Note: this post is about how we compute the aggregated scores (out of 100) we show for each game on our ratings pages. Our written reviews also have ratings (out of 10) that reflect our personal evaluation of each game; we’ll discuss our criteria for those ratings in a future post. (We’ll also work on making that distinction more clear on the website.)
Like mobile board games? Sign up for our mailing list here!
Before we get into the nitty-gritty, one might ask: why are we going to the trouble of calculating our own scores?
These games already have player ratings in the app stores, and many are rated on BoardGameGeek as well. Individual critics review these games and often provide their own numerical ratings. There are even a few other aggregator sites that try to combine player ratings with critic reviews to come up with overall scores. We aren’t data scientists with some fancy scoring algorithm, and don’t (in theory) have access to any information that these other sites don’t have. What do we have to offer?
Two things, we think:
Using more sources: Mobile board games are still a niche category, which means that many of the critic reviews are written by smaller bloggers who focus specifically on these games. These often get overlooked by the large aggregators whose bread and butter are large categories like movies or more mainstream videogames, for which there are many critics associated with larger publications.

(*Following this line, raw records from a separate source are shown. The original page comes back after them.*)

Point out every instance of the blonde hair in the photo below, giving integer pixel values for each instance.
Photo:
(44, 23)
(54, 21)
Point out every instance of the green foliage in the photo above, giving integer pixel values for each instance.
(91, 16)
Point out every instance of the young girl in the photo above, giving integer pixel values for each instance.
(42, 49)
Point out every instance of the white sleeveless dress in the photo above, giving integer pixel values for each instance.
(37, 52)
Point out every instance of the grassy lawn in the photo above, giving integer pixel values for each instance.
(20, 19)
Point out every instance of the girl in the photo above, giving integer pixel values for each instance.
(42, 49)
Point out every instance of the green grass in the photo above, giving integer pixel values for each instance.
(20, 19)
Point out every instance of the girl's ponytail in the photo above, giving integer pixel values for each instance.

Adjusting for “grade inflation”: some critics are harsher than others. As far as we can tell, other aggregators do not adjust for this fact. In large categories with a high volume of critic reviews where everyone reviews everything that doesn’t really matter, but in a niche category like mobile board games it means that a game’s score is too dependent on which critics happened to write about it.
Selfishly, we were struggling with which mobile games to try next in our games group spread across the US, and we wanted to find a better way to discover good games (especially since they often cost a fair bit upfront just to try them out). We didn’t feel that any of the sites out there gave us a solid understanding of the consensus view on how good a particular mobile board game was, and we wanted to change that. And that’s how we found Roll for the Galaxy, which hadn’t been on our radar but is currently the #2 highest-rated game on our site (after Through the Ages, which we’d already played and loved).

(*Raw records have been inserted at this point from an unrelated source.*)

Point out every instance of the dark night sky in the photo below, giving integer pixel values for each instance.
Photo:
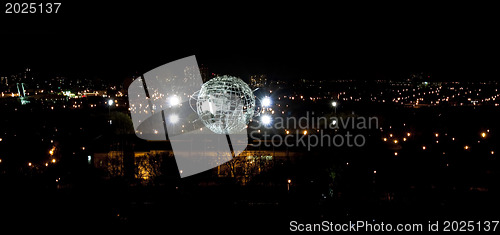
(112, 41)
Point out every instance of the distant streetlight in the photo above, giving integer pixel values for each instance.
(173, 118)
(266, 119)
(174, 100)
(334, 105)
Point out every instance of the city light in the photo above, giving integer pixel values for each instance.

We hope you find these scores useful as well!
The goal of our “Loodo Score” — the headline number on each game’s rating page (example below) — is to combine all the ratings we’ve been able to find for each game into a single number. If you’re familiar with sites like Rotten Tomatoes or Metacritic then you get the basic idea.

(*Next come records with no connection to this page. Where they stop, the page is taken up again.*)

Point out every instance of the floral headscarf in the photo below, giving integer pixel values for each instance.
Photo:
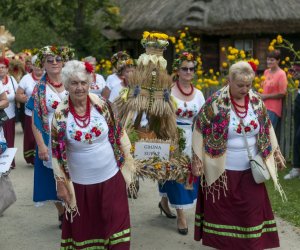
(66, 53)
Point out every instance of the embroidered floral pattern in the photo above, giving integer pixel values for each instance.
(94, 86)
(54, 104)
(214, 126)
(58, 133)
(86, 135)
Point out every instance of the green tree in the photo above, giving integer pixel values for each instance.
(77, 23)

Update Feb 9, 2022: We've rebranded from Lowkey to Loodo! You can still see our old branding in the screenshot below and some references to Lowkey in some of the other visuals on this page.
More specifically, we aim for Loodo Scores to be comparable across games and intuitive for readers. Games with higher scores should generally be preferred to games with lower scores, and a score that “sounds high” should indicate a good game.
This might seem straightforward: one could simply take all of the ratings for each game, convert them to some common total (we show scores out of 100), and then average the scores together.
Unfortunately, that strategy does not lead to comparable scores. There are a couple of key problems to solve:
Games with few ratings: Games with very few ratings may have unusually high or low ratings essentially by chance.
Different ratings scales: 4 out of 5 stars means something very different depending on the source.
The Short Answers
For games with few ratings, the concept is pretty straightforward: if a game doesn’t have very many ratings from players and critics, we adjust its score towards the average. The goal is to avoid having games with very few ratings end up at the high or low extremes of our ratings distribution — in particular, we don’t want to give a game a top score unless we have solid evidence that it’s worth your time.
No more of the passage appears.